Hyde Park Art Center celebrates MLK Day with voices of Black women artists from Chicago

Courtesy of Hyde Park Art Center (Ashley O'Shay, Janae Bonsu, Resita Cox, Cathleen Campbell)

By Angela Chen

A powerful presentation of Black female voices and a recollection of Black history and activism highlighted the Hyde Park Art Center and South Side Art Center’s virtual celebratory event Monday of the late Martin Luther King Jr.

The event opened with a poetry reading by Chicago poet, artist and activist Lesle Honore of “Get your hands off our King,” a poem calling out those who have persecuted the Black community and those who still do so. “Get your hands off our King, get your hands off his legacy, our dream,” her voice resounded as people in the Zoom chat applauded emojis and encouraged her to “go off.”

After the poetry reading, Black female filmmakers introduced their work.

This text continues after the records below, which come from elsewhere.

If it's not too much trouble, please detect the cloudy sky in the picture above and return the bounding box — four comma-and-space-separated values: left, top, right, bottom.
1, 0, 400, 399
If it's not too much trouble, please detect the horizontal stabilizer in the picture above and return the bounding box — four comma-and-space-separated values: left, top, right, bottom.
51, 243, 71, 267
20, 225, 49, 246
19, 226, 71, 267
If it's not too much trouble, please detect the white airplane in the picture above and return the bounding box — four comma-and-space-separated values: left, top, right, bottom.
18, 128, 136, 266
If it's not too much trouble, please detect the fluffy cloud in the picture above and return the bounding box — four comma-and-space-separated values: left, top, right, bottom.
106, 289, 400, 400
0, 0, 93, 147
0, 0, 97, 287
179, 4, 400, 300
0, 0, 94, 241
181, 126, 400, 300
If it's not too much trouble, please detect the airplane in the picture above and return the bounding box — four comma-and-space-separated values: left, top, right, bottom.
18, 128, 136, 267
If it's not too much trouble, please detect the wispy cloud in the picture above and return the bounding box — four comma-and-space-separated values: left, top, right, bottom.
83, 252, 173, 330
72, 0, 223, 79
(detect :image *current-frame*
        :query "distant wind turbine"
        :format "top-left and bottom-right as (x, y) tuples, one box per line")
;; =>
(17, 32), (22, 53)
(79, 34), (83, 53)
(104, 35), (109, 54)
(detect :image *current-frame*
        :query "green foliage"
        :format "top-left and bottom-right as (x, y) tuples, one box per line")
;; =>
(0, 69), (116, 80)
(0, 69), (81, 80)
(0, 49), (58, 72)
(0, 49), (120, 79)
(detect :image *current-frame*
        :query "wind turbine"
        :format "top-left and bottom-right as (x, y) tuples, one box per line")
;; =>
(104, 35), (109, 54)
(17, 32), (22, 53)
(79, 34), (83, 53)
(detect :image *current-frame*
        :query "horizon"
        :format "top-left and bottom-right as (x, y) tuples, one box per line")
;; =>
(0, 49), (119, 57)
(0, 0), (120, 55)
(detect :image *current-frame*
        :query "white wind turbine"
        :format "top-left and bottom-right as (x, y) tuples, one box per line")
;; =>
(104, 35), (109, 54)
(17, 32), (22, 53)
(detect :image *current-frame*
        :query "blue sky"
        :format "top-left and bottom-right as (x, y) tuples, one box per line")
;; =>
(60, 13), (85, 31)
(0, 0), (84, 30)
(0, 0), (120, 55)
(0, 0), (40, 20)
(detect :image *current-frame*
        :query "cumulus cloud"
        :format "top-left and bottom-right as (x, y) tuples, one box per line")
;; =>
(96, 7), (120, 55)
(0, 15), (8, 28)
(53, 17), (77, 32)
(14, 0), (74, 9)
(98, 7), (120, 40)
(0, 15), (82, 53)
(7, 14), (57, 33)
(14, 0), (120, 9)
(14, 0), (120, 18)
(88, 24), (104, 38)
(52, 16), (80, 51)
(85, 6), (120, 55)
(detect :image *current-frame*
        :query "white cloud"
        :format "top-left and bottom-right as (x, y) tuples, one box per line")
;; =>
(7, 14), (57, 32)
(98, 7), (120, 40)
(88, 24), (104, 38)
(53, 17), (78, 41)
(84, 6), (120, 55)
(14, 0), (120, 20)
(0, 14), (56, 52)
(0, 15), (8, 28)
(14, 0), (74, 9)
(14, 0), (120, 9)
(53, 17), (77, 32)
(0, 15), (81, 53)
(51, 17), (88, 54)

“Martin Luther King’s Unsung Heroes,” a documentary by Cathleen Campbell, is an ode to the heroes of the civil rights movement. “The Black Archive Project: Chicago Uprisings 2020,” a short-video series by Resita Cox, draws on first-hand interviews with protesters, organizers and artists during the 2020 protests following the killings of George Floyd and Breonna Taylor by police.

“Chicago was one of the first places MLK organized in the Midwest,” said Cox, a documentary filmmaker and Northwestern University alum. “He talks and reflects about it a lot. And it just seemed like a match made in heaven, especially considering this project is about censoring the organizers and making sure these voices specifically are erased from historical record.”

“The Black Archive Project,” filmed in Chicago, preserves the events of 2020 to make sure that critics don’t erase first-hand accounts and events from the historical record. The film series is supposed to give an all-encompassing look from six unique perspectives in an effort to continue building a Black archive of 2020.

“Unapologetic” a full feature-length documentary by Chicago-based filmmaker Ashley O’Shay, is told through the perspective of Janae Bonsu and Bella Bahhs, two abolitionist leaders and current activists who support #defundthepolice and . The film takes a deep look into the Black Lives Matter movement as well as Bonsu’s and Bahhs’ personal motivations and contributions towards the movement.

The documentary hits close to home as the featured protests, activism and issues take place in Chicago. The film covers the police killing of Rekia Boyd, and Mayor Lori Lightfoot makes several appearances in the discussion of Chicago’s ongoing debate of Chicago Public Schools and the Chicago Police Department.

The celebration ended in a panel discussion on the films and next steps on what to expect.

“He (Martin Luther King Jr.) left a lot of tools, a lot of guidance, for what we have ahead of us,” Bahhs said during the panel discussion. Bahhs recently led a walkout with students at CPS.

“The Black Archive Project” full series will be exhibited at the Sisters of Cinema Media Art Center in the South Shore neighborhood of Chicago this spring. Unapologetic will be on PBS POV until Feb. 26.